The Friday breakfast of beans is about the only meal in our school that we almost never eat with orderly dignity. It is also that meal that SS3s, female students and the cool SS2s never come for, and one that prefects couldn’t be bothered to come supervise. There is something about the mealtime that seems to bring out the ferociousness in those of us who attend it. Perhaps it is the especial tastiness of the chow (despite the watery nature of the food, it really is appetizing). Or perhaps, it is the fact that we have no supervision. You know, no hawk-eyed prefect looking out for a student foolish enough to do anything in the dining hall other than eat; or a wrathful cane lashing out at the bidding of the prefect. Perhaps it is the fact that it is the only actual food we ever got to have on a weekday morning (Monday and Wednesday breakfasts comprised of a small slab of bread, a cup of coloured liquid they call tea, and boiled egg; while Tuesdays and Thursdays saw us munching moi-moi from leaves).

Whatever the case, Friday breakfasts are usually an interesting incident.

And today was Friday.

“Hurry up, Joe!” I seethed at my friend as he unhurriedly tucked the tails of the white shirt of his school uniform into his navy-blue shorts. He zipped up the shorts, buckled his belt and began to tug lightly at the back of the shirt from the tight hold of the shorts’ waistline, giving it that stylish look that most senior students aimed for. Ever since we saw the back of Senior Olumide’s impossibly well-ironed, snowy-white school shirt billowing out behind him, the fabric rippling in the gentle breeze, giving him a sense of gracefulness, as though he was floating by instead of walking – this we saw last week – ever since then, Joseph had started copying that bit of fashion sense.

“Kai! I be fine boy o.” He was now preening before the small mirror he fastened to the inside part of the door of his locker. “Guy, you too fine.” He rubbed his jaw and tilted his head.

I rolled my eyes.

Ibuka was having none of it. He burst out furiously, “Joe! I swear, if you don’t stop behaving like a nonsense boy and take your plate so we can start going to the dining hall, I’ll – I’ll” – he faltered, his face scrunching as he tried to think up an appropriate threat – “I’ll leave the two of you and go!” he finished heatedly.

“Oh come on, Ibu –”

“And I will not smuggle any beans out for you!” Ibuka wasn’t done with the threats.

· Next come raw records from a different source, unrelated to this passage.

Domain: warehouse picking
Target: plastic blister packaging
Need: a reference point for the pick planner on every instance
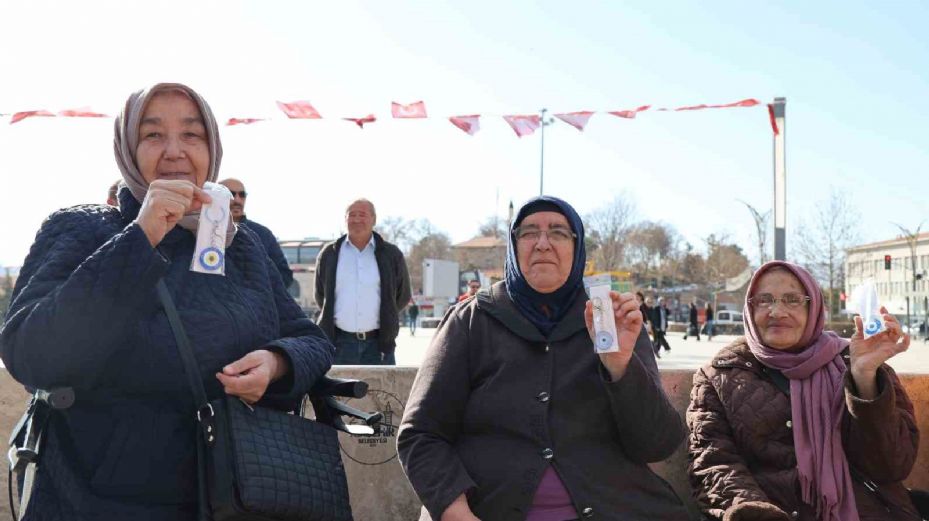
(210, 251)
(865, 302)
(598, 289)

As though to emphasize the seriousness of his intention, he swiveled and stomped out of the dormitory.

“Ibu – wait!” I was not going to be left behind. I shot Joseph a meaningful look, but he had already snatched up his plate, and followed after me. You don’t need cutlery for Friday breakfast; in a short while, you’ll come to understand why.

So we fled after Ibuka, but no matter how fast we moved, the boy’s stumpy legs kept him firmly ahead of us.

This bobo can sha move when it comes to food.

His disgruntled mutterings however carried back to us. “Since we finished our morning duty – Since!… I actually woke up very early to clean the launderette… Thank God they didn’t ring jogging bell this morning… And yet, Joseph has made us late for food… Always! Always!” At this point, he stopped so he could stamp an indignant foot on the ground, before lumbering on again. Joseph and I giggled as we followed from a safe distance. He continued his mumbled tirade, “By now, they would have finished rushing all the bonzo…” His voice broke on a sob at the contemplation that he might not get to have breakfast. Ibuka never joked with his mealtimes.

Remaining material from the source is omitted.